B : la collégiale Saint-Quiriace

C : le palais Comtal, actuel lycée Thibault de Champagne.

F  : l'église Saint-Ayoul 

Un métier très réglementé :

     Comme de nombreux métiers au XIIIe siècle, la profession « tailleur de robes » est très encadrée. La source principale qui sera utilisée ici est le livre des métiers d’Etienne Boileau. Témoin inestimable de la vie professionnelle parisienne en 1268. Bien que réalisé pour la capitale du royaume de France, Provins devait posséder une réglementation très proche. Elle rentre en effet dans les 17 villes appelées : les villes de loi. « Vous savez bien comment qu’il siet, Que c’est l’une des dix-sept » ( Felix Bourquelot, Dit du lendit rimé, Histoire de Provins p 421).

     Ces cités sont connues pour posséder une juridiction et un encadrement de la vie professionnelle. Le livre des métiers donne les règles pour devenir tailleur et pratiquer cette profession.

Le métier : tailleur de robes est libre et gratuit, chacun peut donc décider de s’installer. Cependant il faut respecter deux conditions : « pour qu’il sache fere le mestier et il ait de coy ».

Il faut donc savoir tailler et avoir les moyens de s’installer. A la demande de l’artisan, le statut de maître peut lui être délivré par trois jurés qui sont chargés d’évaluer son travail de taille et de couture.

     Une fois devenu maître, le tailleur peut avoir un nombre illimité d’apprentis, d’ouvriers et définir les règles d’apprentissage. Privilège rare au XIIIe siècle, il peut travailler à la lumière des bougies pour répondre à des commandes de dernière minute. Elément incompatible avec l’obligation de guet, dont les tailleurs se plaignent fortement et demandent l’abrogation. Certains clients ne peuvent attendre.

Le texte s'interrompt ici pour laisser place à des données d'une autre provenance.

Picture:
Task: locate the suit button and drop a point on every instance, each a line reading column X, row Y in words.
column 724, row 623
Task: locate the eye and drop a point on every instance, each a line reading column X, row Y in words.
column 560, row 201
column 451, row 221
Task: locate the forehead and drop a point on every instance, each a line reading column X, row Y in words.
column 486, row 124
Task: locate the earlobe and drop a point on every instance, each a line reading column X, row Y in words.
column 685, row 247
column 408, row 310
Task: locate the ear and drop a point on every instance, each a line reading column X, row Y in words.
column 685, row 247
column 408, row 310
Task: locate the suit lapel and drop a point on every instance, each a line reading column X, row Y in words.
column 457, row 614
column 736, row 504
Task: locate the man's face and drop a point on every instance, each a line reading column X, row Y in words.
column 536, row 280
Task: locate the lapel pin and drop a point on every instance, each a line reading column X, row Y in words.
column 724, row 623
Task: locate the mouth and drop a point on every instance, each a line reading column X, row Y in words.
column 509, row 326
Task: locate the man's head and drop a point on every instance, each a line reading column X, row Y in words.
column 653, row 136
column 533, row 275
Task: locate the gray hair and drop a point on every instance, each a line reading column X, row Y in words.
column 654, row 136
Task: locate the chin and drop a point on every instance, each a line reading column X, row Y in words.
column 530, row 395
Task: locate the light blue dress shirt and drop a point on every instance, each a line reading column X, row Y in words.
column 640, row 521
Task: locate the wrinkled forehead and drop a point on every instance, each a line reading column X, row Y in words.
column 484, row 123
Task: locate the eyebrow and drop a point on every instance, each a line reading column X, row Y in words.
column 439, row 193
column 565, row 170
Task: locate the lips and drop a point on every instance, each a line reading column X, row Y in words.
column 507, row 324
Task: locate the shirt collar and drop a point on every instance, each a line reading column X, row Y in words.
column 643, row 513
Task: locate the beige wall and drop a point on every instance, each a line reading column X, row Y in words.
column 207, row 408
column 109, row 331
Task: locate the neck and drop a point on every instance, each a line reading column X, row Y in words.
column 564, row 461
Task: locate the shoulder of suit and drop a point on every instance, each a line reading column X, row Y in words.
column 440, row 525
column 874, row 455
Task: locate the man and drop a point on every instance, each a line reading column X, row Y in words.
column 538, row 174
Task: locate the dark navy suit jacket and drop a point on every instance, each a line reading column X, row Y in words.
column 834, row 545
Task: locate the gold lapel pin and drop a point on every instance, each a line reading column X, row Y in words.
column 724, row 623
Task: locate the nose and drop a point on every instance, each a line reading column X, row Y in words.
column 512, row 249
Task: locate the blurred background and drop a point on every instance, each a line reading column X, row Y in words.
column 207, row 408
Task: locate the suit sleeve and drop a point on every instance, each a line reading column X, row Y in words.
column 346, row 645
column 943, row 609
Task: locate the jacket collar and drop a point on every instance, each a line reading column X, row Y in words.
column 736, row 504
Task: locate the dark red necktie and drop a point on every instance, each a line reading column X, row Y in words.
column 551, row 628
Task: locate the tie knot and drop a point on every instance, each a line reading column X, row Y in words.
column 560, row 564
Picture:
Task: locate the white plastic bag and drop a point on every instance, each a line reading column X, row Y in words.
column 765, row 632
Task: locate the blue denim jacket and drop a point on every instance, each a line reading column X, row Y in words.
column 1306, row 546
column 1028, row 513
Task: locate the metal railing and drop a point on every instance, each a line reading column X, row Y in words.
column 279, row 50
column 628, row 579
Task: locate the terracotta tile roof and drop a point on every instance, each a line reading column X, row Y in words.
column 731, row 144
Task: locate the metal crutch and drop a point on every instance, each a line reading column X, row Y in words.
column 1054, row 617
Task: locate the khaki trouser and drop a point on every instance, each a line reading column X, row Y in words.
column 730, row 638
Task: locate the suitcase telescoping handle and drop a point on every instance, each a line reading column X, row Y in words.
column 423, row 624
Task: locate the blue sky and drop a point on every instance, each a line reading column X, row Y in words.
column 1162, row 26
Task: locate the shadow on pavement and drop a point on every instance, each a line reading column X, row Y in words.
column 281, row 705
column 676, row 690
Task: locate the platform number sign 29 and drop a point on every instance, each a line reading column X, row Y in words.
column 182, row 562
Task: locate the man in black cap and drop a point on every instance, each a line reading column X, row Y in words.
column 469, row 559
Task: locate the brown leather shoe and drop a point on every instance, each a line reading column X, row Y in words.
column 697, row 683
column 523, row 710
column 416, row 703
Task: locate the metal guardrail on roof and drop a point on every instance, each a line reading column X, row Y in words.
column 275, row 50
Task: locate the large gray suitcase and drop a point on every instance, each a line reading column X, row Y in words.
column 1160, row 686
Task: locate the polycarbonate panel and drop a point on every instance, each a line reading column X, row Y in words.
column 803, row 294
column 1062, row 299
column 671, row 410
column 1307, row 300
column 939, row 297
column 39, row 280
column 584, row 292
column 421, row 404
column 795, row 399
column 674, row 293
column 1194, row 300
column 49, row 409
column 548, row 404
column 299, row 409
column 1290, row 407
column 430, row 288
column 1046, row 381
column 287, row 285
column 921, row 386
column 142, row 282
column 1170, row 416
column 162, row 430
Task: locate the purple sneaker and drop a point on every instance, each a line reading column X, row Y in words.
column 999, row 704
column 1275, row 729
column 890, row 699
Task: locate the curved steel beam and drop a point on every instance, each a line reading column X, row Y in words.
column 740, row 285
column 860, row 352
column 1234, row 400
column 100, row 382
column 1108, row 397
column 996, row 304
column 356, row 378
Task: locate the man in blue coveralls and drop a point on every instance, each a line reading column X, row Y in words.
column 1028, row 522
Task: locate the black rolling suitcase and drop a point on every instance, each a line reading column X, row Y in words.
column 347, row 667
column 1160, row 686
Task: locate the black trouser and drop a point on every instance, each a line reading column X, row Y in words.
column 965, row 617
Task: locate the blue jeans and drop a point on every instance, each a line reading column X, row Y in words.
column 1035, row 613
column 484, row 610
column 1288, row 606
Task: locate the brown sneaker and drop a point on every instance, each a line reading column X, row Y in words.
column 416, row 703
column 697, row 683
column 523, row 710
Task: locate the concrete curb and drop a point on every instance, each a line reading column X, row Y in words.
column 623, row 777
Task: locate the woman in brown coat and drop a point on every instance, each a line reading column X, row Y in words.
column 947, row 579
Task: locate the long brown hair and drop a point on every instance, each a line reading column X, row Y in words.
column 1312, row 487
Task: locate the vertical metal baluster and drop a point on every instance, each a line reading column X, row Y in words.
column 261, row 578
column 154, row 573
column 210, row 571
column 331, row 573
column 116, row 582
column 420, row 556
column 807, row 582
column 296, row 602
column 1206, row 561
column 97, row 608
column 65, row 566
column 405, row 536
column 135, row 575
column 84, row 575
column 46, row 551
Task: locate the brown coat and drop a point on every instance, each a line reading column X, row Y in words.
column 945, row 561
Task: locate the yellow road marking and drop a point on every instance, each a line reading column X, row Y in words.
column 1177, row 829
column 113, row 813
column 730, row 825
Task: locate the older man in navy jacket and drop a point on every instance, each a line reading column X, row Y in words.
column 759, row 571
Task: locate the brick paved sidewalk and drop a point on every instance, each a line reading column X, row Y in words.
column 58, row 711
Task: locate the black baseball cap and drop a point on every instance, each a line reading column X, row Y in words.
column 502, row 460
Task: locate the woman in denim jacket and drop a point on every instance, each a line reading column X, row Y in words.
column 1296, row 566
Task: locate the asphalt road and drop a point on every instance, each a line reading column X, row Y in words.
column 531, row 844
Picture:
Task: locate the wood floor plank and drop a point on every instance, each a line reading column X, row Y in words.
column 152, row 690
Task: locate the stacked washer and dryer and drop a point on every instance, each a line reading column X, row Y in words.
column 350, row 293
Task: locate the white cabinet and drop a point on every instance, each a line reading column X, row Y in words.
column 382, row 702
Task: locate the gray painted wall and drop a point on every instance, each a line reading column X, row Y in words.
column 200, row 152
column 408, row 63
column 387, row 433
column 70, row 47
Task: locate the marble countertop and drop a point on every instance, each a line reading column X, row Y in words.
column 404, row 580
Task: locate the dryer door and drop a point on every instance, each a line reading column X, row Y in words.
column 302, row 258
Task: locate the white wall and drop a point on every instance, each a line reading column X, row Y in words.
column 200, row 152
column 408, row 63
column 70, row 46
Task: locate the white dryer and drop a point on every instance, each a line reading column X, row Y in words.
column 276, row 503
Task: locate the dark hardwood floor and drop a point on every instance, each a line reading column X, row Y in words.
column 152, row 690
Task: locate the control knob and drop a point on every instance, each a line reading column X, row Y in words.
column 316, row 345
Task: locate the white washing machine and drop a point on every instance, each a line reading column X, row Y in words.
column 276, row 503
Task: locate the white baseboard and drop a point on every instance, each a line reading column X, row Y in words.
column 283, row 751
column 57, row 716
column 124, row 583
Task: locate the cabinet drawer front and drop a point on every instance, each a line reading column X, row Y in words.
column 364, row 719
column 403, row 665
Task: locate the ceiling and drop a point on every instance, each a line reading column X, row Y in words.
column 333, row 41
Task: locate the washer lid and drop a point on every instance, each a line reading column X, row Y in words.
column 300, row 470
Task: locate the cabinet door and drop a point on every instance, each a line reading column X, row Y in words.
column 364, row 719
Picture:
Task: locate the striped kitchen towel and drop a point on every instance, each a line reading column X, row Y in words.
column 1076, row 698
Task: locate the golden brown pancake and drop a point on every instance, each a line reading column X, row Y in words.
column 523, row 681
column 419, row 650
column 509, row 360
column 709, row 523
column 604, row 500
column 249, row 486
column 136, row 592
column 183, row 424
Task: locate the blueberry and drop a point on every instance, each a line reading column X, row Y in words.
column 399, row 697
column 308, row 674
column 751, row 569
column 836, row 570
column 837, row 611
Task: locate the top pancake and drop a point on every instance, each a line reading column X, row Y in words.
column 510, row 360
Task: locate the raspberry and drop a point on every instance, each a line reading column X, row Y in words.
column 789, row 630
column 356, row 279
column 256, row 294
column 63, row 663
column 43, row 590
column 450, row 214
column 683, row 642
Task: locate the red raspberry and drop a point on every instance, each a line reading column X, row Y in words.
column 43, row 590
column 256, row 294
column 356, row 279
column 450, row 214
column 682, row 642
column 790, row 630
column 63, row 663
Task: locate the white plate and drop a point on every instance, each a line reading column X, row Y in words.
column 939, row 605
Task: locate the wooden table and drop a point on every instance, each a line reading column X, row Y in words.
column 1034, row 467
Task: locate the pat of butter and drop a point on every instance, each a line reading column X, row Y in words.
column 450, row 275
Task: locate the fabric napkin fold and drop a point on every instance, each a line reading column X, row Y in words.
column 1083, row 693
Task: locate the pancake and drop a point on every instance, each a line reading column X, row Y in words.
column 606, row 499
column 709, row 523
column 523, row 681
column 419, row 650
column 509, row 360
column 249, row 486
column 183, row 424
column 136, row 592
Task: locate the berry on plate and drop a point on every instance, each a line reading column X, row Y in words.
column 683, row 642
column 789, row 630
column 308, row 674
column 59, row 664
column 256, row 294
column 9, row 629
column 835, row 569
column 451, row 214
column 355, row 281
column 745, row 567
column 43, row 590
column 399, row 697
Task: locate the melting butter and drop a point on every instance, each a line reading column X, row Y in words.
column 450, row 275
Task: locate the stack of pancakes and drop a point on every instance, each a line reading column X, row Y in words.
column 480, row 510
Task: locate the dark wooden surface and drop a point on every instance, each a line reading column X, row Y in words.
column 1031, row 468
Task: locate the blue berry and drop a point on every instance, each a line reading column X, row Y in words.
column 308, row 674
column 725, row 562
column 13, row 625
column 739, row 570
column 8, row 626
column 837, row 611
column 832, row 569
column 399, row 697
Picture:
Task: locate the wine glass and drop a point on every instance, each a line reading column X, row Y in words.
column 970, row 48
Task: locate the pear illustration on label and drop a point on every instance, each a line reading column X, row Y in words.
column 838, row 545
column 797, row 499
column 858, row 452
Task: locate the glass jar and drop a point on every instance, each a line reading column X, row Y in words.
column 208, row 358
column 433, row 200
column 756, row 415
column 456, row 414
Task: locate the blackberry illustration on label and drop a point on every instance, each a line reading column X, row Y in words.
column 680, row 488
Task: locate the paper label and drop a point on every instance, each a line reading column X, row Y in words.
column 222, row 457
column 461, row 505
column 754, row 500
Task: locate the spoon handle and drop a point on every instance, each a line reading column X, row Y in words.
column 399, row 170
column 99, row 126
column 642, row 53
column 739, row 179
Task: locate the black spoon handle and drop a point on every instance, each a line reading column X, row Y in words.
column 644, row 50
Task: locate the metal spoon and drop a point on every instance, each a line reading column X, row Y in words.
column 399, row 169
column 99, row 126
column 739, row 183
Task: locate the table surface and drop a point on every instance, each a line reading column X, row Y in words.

     De jour ils doivent comme tous les artisans travailler à la vue du public pour que les passants et éventuels clients puissent juger la qualité du travail. L’étoffe est fournie en général par ces derniers qui en cas d’erreur de taille ou de couture, se voient indemniser. Le tailleur devant payer une amende supplémentaire de 5 sous aux Jurés. Il est également sanctionné, s’il confectionne des braies des chausses ou tous autres éléments ne rentant pas dans son domaine de compétence.  La réalisation des chausses et des braies sont dévolues respectivement aux chaussiers et au braliers de fils (Livre des métiers, Etienne Boileau 1268)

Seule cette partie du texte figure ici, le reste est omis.